Discovered in 1916 by American astronomer Edward Emerson Barnard, Barnard’s Star is a small and slow-burning red dwarf classified by astronomers as an M-type star. It is about six light-years away but only has about 15 percent of the mass of our sun; this makes it very faint despite its nearness to our solar system, and it cannot be seen in the sky by the unaided eye.

After its discovery, the next time Barnard’s Star made headlines was in 1963, when Dutch astronomer Peter van de Kamp declared he’d found evidence that it was orbited by a planet with about 1.6 times the mass of Jupiter. No exoplanets had been confirmed at the time, so van de Kamp’s announcement was an important event. Van de Kamp had observed Barnard’s Star for more than a quarter century prior to his announcement, and he claimed he’d seen a periodic perturbation in the star’s motions that was caused by the orbiting planet. Subsequent studies showed that these signs of van de Kamp’s “planet” actually came from minor spatial shifts of components in his telescope caused by their occasional maintenance. The debunking cast a shadow over planet-hunting for generations, but van de Kamp nevertheless championed his “discovery” for many years until his death in 1995.
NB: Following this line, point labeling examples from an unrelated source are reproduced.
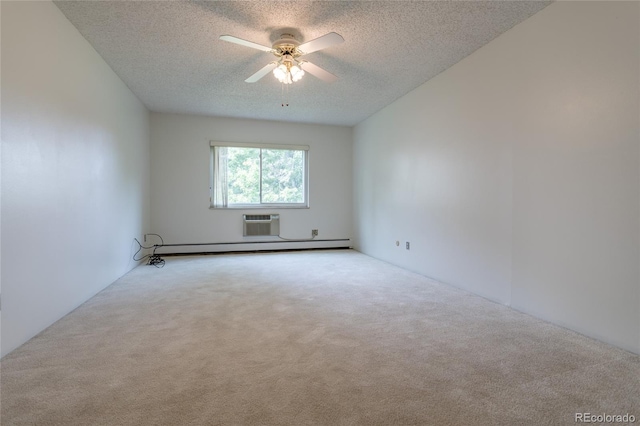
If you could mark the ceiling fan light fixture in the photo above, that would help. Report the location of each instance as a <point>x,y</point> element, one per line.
<point>287,72</point>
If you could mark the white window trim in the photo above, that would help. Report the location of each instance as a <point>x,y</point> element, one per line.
<point>212,194</point>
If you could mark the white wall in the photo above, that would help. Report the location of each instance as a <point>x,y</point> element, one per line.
<point>515,174</point>
<point>180,164</point>
<point>75,170</point>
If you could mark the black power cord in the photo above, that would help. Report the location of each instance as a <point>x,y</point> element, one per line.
<point>153,258</point>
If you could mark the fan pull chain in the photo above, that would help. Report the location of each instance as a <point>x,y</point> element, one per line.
<point>285,94</point>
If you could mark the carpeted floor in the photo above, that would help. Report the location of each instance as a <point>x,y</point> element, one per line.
<point>306,338</point>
The latest finds around Barnard’s Star have little to do with this earlier saga—other than reinforcing how this historic episode should be considered a cautionary tale. But they have set a new benchmark for the detection of small exoplanets around nearby stars, Basant says. The observations suggest that the planets orbit Barnard’s Star in a plane almost edge on to Earth. They don’t pass directly in front of the star as seen from our planet, however—such transits would be useful for determining each world’s exact size and even details of its atmospheric composition. Still, Barnard’s Star is so close that it may be possible to take their pictures in a difficult process called “direct imaging,” which involves blotting out most of a star’s light so that the far fainter light from any accompanying planets can be seen.

The observations also indicate that all four planets orbit only a few million miles from Barnard’s Star —much closer than the average 36-million-mile distance of Mercury from our sun. The nearest zips around completely in just two and a half Earth days at a distance of roughly 1.7 million miles, while the farthest orbits in less than seven days at a distance of about 3.5 million miles.
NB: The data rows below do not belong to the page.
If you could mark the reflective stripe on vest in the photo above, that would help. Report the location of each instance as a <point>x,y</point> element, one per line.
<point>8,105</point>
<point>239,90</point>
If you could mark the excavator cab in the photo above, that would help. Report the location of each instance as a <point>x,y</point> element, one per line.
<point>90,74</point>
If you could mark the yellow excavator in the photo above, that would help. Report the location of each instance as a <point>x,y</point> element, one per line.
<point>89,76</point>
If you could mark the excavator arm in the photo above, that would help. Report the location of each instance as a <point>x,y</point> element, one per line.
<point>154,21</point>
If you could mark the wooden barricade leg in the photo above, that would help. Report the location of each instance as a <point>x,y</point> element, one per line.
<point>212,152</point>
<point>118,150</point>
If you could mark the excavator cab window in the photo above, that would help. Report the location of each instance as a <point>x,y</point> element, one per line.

Similar compact systems of small planets have been detected around many other red dwarf stars, which are the most common stars in the universe, says Rice University planetary scientist André Izidoro, who was not involved in the study. Izidoro and his Rice University colleague Sho Shibata have used exoplanet data from NASA’s Kepler space telescope to create an updated model of planetary formation that may account for these smaller star systems. Their new model, which was also published recently in the Astrophysical Journal Letters, proposes that smaller planets mostly arise from impacts in rings of debris that from in whirling disks of gas and dust that surround nascent stars, while larger planets are usually born further out from a star, where the colder temperatures offer more abundant frozen material for world-building.

In the case of Barnard’s Star, Izidoro says it is likely the four planets had formed farther away than they are now but migrated inward because of gravitational interactions with the protoplanetary disk from which they first emerged. It is still possible that other rocky planets may lurk undiscovered around Barnard’s Star in more distant orbits, he says, where conditions would be cooler and perhaps even suitable for life.